Artificial intelligence (AI) can be regarded as an algorithm capable of reproducing human behaviors and solve tasks (Loureiro, Guerreiro, & Tussyadiah, 2021). For Kaplan and Haenlein (2019, p. 15) artificial intelligence is,
“a system’s ability to correctly interpret external data, to learn from such data, and to use those learnings to achieve specific goals and tasks through flexible adaptation”.
The intelligence of this algorithm is explained by the capability of learning and improvement by itself from experience, adding value to its initial knowledge. This way, it is possible to solve non-routine tasks. In other words, this algorithm is not only capable of reproducing repetitive behaviors (Ashfaq, 2020). AI technology gives machines the opportunity to act and think like humans. This technology can use natural language processing, accepting and answering voice commands, which is crucial for in-home voice assistants (Kumar, Kumar, & Ramachandran, 2020; Loureiro, Japutra Molinillo, & Bilro, 2021).
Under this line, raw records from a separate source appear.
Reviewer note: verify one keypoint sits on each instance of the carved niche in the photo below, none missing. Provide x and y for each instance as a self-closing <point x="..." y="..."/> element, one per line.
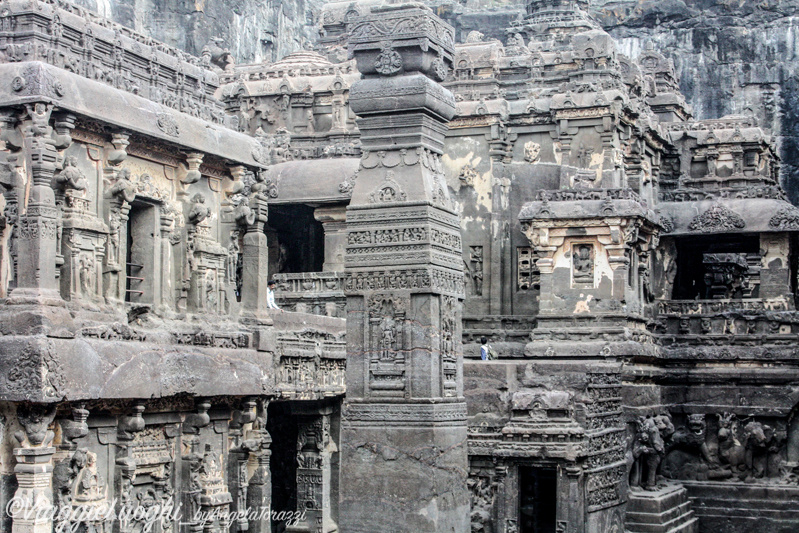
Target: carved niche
<point x="387" y="331"/>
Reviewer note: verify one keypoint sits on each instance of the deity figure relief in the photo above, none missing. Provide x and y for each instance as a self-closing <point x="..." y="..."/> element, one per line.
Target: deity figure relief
<point x="648" y="450"/>
<point x="71" y="177"/>
<point x="388" y="335"/>
<point x="532" y="152"/>
<point x="583" y="263"/>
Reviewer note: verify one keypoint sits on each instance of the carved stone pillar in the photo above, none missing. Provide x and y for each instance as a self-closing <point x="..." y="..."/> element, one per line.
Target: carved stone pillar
<point x="120" y="193"/>
<point x="404" y="286"/>
<point x="314" y="473"/>
<point x="166" y="299"/>
<point x="255" y="260"/>
<point x="259" y="492"/>
<point x="38" y="221"/>
<point x="12" y="188"/>
<point x="34" y="470"/>
<point x="333" y="224"/>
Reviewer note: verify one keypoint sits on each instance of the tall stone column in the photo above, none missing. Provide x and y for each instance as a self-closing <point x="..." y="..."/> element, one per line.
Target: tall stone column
<point x="314" y="471"/>
<point x="36" y="297"/>
<point x="403" y="430"/>
<point x="255" y="258"/>
<point x="34" y="470"/>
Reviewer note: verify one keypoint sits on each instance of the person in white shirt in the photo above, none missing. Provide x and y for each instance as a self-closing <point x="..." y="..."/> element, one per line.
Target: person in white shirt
<point x="270" y="296"/>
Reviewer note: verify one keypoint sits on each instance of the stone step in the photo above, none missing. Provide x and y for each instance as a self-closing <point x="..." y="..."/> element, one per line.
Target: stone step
<point x="667" y="510"/>
<point x="656" y="501"/>
<point x="665" y="516"/>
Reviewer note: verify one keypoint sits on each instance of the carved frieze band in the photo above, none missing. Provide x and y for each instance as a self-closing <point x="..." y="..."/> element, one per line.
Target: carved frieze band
<point x="447" y="413"/>
<point x="414" y="279"/>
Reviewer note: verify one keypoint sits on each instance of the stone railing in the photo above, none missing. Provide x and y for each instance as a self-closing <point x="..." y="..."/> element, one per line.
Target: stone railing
<point x="318" y="293"/>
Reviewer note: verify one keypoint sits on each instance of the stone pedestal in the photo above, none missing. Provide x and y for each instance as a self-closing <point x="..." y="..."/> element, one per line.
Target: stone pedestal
<point x="404" y="425"/>
<point x="332" y="219"/>
<point x="666" y="510"/>
<point x="34" y="472"/>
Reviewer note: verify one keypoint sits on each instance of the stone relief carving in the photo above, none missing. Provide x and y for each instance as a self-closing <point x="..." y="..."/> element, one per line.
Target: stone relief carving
<point x="389" y="62"/>
<point x="583" y="264"/>
<point x="532" y="152"/>
<point x="717" y="218"/>
<point x="388" y="191"/>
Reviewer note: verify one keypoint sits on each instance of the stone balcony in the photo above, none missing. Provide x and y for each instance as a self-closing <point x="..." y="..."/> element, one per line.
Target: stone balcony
<point x="317" y="293"/>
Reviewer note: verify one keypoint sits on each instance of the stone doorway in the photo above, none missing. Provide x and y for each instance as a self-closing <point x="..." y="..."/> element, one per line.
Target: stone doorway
<point x="537" y="499"/>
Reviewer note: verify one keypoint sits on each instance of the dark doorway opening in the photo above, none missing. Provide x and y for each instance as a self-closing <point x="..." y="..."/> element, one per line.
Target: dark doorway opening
<point x="283" y="463"/>
<point x="141" y="253"/>
<point x="300" y="245"/>
<point x="689" y="282"/>
<point x="537" y="499"/>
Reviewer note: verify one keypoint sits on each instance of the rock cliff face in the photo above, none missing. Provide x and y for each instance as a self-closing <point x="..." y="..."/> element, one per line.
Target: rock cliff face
<point x="253" y="30"/>
<point x="732" y="57"/>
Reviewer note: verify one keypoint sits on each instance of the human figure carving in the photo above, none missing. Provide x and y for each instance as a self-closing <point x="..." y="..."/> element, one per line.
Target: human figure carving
<point x="648" y="450"/>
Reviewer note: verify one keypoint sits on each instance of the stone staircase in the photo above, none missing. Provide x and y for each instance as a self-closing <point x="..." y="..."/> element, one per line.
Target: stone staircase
<point x="666" y="510"/>
<point x="738" y="507"/>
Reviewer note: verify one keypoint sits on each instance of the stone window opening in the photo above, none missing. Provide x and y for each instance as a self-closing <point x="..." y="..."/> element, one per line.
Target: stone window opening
<point x="296" y="240"/>
<point x="141" y="252"/>
<point x="717" y="267"/>
<point x="537" y="499"/>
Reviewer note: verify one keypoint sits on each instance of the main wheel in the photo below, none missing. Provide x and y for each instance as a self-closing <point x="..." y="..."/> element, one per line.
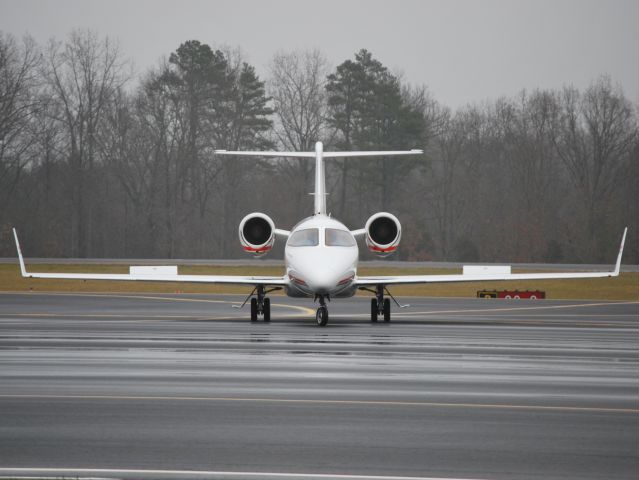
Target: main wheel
<point x="374" y="310"/>
<point x="253" y="309"/>
<point x="267" y="309"/>
<point x="386" y="310"/>
<point x="321" y="316"/>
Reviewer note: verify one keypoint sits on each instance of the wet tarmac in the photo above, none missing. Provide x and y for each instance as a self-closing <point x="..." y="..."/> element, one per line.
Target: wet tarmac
<point x="463" y="388"/>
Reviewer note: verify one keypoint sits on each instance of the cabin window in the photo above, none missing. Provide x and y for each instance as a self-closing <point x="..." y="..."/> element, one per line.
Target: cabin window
<point x="339" y="238"/>
<point x="304" y="238"/>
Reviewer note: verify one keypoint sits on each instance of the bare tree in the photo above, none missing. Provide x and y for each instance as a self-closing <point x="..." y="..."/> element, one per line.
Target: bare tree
<point x="82" y="76"/>
<point x="596" y="136"/>
<point x="297" y="87"/>
<point x="19" y="102"/>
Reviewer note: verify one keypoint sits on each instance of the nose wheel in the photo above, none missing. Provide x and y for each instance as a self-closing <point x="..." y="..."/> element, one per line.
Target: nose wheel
<point x="321" y="316"/>
<point x="380" y="306"/>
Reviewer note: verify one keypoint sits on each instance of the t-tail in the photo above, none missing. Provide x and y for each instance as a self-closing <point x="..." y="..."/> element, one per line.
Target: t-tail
<point x="319" y="154"/>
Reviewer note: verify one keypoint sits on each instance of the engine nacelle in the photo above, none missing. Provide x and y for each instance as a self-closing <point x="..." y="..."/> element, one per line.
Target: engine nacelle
<point x="257" y="233"/>
<point x="383" y="233"/>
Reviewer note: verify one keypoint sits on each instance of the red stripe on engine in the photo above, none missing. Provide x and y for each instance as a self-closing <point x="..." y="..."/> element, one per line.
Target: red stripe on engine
<point x="383" y="250"/>
<point x="257" y="250"/>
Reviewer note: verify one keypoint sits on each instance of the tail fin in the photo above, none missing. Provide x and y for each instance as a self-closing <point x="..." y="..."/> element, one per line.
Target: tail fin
<point x="319" y="154"/>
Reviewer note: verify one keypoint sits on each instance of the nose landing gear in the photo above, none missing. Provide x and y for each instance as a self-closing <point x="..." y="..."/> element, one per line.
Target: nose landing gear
<point x="321" y="316"/>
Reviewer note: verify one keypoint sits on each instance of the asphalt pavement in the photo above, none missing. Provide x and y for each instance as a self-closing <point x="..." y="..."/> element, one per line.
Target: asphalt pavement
<point x="184" y="386"/>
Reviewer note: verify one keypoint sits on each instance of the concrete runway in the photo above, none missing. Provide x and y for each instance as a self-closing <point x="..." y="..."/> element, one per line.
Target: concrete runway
<point x="185" y="385"/>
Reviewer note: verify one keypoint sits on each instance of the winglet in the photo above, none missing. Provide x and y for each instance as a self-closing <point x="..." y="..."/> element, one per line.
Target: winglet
<point x="618" y="264"/>
<point x="22" y="267"/>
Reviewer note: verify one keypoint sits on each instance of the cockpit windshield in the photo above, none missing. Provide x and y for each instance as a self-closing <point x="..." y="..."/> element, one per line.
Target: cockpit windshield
<point x="339" y="238"/>
<point x="304" y="238"/>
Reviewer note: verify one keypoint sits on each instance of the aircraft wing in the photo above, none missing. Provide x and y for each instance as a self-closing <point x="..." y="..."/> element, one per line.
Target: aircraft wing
<point x="415" y="279"/>
<point x="219" y="279"/>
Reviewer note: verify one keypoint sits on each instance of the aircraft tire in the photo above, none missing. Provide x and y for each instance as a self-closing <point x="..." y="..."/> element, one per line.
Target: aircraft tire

We can find in literature diverse studies that attempt to link AI with the concept of engagement (Loureiro, Guerreiro, & Tussyadiah, 2021; Romero et al., 2021), yet more studies are needed to explore engagement between human and AI in the workplace. Employee engagement (EE) aggregates five main dimensions: employee satisfaction, employee identification, employee commitment, employee loyalty and employee performance (Kumar & Pansari, 2016). Social interaction (SE) is expected to enhance employee engagement, but how it occurs? Following Chi, Denton and Gursoy, (2020), here we consider three components of SI: use self-efficacy (SIRUSE), anthropomorphism (SIAN) and effort expectancy (SIEEX). Robot use self-efficacy consists of the personal perception of the ability to use a robot (Turja, Rantanen & Oksanen, 2017). Employees with higher levels of robot use self-efficacy are more willing to interact with AI service robots (Latikka, Turja, & Oksanen,2019). Anthropomorphism is the level of similarity of the robot when compared with humans. Xu (2019) found that users, employees, and customers, are more willing to trust a robot with human-like voice instead of machinelike voice. Thus, anthropomorphism influences users’ ability to trust the robot (Chi et al., 2021). Effort expectancy is the effort, perceived by users, needed to interact with a robot in a service transaction (Gursoy, Chi, Lu & Nunkoo, 2019). When users perceive that a significant psychological effort is required to learn how to interact with AI robots, they tend to have lower levels of trust in AI robots. For these reasons, the effort expectancy is one of the aspects that influence users to trust AI robots (Gursoy et al., 2019). Based on the above, we consider that: H1: SIRUSE influences EE; H2: SIAN influences EE; H3: SIEEX influences EE.